The docs also assume browser usage. Server side is VERY different. Here's what I gathered from various Github Issues and past experience with pdfkit, which also does not have a comprehensive documentation. This script creates a pdf as binary, which you can send directly to client.
You need to download Roboto fonts from google fonts and place it in the project folder of your script, then reference them in the fonts object in the code below.
Roboto is the default font used, so if you produce a pdf document without specifying any font, that's what it will use. So having Roboto avoids all bugs caused by not having a fallback font.
import {Base64Encode} from 'base64-stream'
const PdfPrinter = require('pdfMake/src/printer')
const fonts = {
Roboto: {
normal: './fonts/Roboto-Medium.ttf',
bold: './fonts/Roboto-Black.ttf',
italics: './fonts/Roboto-MediumItalic.ttf',
bolditalics: './fonts/Roboto-BlackItalic.ttf'
}
};
const printer = new PdfPrinter(fonts)
const docDef = {content: 'Hello World'}
const doc = printer.createPdfKitDocument(docDef)

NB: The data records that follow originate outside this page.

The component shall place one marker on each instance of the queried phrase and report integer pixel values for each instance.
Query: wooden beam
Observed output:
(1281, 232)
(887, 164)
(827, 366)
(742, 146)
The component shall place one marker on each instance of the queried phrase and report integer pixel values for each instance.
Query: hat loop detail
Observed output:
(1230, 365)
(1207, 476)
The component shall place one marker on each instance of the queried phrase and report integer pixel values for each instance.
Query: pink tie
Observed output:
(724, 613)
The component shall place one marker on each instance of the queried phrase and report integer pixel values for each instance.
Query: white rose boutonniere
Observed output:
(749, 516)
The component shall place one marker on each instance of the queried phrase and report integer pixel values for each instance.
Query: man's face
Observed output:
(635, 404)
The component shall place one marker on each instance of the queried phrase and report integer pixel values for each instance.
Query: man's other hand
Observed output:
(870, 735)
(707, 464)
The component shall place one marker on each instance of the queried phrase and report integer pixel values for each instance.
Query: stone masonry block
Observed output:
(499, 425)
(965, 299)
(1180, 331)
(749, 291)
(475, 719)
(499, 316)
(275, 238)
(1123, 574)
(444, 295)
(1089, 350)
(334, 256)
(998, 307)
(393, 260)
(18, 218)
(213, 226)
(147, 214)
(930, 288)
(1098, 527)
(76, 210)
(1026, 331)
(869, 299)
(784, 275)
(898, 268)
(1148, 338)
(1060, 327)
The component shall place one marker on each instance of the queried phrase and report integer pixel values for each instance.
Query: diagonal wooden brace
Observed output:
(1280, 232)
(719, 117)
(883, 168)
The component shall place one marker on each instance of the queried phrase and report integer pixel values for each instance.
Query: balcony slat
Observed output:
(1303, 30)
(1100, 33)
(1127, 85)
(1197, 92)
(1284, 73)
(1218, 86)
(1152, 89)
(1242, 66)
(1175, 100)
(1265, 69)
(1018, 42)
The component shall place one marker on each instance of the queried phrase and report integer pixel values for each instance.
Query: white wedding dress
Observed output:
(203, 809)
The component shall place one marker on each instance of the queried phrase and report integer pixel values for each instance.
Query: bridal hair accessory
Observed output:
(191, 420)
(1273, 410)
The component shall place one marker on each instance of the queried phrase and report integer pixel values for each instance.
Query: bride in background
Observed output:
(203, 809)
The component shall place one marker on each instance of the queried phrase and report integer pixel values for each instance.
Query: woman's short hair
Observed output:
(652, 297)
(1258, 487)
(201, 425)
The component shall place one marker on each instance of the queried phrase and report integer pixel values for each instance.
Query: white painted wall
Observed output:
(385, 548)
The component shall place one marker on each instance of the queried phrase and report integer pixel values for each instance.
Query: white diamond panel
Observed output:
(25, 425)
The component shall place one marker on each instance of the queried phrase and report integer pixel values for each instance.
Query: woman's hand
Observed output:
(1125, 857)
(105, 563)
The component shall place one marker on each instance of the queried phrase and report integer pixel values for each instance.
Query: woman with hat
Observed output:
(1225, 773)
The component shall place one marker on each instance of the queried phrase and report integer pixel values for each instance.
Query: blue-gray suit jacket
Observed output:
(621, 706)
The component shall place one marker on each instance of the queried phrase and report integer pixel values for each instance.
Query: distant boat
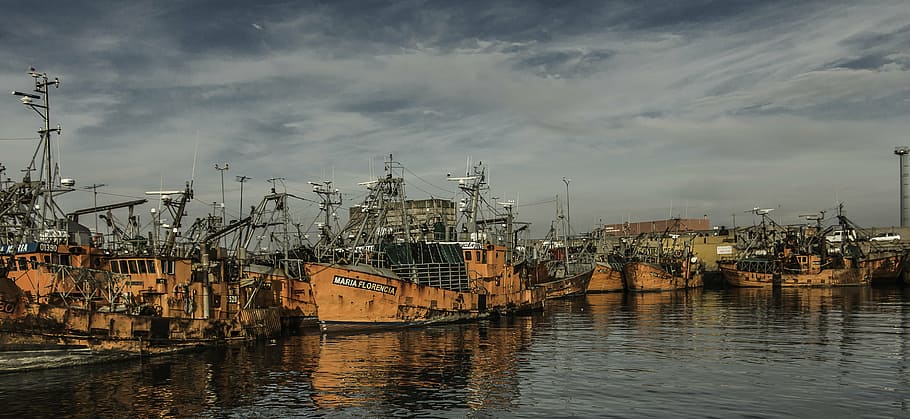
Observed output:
(663, 263)
(386, 279)
(776, 256)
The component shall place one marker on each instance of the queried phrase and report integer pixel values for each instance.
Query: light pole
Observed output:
(94, 187)
(902, 153)
(241, 179)
(222, 169)
(568, 214)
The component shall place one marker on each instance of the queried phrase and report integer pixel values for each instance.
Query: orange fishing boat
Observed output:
(662, 263)
(389, 279)
(606, 277)
(61, 288)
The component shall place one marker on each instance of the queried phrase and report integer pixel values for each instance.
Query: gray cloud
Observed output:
(715, 106)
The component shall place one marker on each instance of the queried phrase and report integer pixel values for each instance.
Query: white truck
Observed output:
(838, 236)
(886, 237)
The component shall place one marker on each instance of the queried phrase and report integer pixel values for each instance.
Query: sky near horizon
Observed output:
(650, 108)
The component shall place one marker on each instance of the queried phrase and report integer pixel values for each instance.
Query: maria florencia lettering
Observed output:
(364, 285)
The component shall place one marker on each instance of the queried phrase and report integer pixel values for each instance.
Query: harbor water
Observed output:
(723, 353)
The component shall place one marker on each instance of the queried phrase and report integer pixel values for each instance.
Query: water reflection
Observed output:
(791, 352)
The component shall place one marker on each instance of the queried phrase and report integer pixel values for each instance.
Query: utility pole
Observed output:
(222, 169)
(568, 214)
(242, 180)
(94, 187)
(902, 153)
(43, 110)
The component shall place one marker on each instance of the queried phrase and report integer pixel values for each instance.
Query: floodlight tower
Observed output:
(902, 152)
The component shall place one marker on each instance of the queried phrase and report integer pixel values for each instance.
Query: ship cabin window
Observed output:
(167, 267)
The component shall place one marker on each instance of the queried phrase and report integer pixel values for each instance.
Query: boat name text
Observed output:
(364, 285)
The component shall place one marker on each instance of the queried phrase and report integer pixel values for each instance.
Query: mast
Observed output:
(471, 184)
(45, 177)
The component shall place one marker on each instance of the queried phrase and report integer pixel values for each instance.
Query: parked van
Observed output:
(841, 235)
(886, 237)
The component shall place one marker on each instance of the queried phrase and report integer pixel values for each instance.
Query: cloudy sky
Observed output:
(652, 108)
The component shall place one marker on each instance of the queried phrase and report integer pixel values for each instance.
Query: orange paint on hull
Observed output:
(362, 297)
(605, 279)
(566, 287)
(745, 279)
(643, 276)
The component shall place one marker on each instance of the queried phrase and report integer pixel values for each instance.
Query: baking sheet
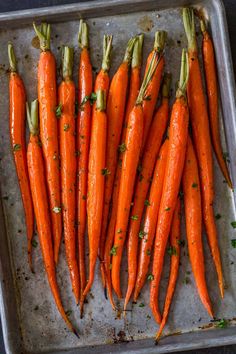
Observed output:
(41, 328)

const stream = doc.pipe(new Base64Encode())
doc.end()
let finalString = ''
stream.on('data', function(chunk) {
finalString += chunk;
});
stream.on('end', function() {
console.log('binary pdf: ', finalString)
});
For an express server, simply send respond with finalString in the body and set Content-Type to application/pdf. Still need help? search for "responding with pdf binary in express". There are many solutions.
I use it on a AWS Lambda via serverless nodejs starter kit. It cannot work with callbacks, just promises (there may be a solution but you don't need callbacks). You can wrap stream.on in a new Promsise
return new Promise((resolve, reject) => {
stream.on('end', function() {
resolve(finalString)
});
})
Also AWS Lambda by default does not support binary response, so you need a plugin called serverless-apigw-binary. But the plugin doesn't have instructions for PDF binary, which is:
custom:
apigwBinary:
types:
- '*/*'
Having application/pdf as types does not work here for reasons I don't know.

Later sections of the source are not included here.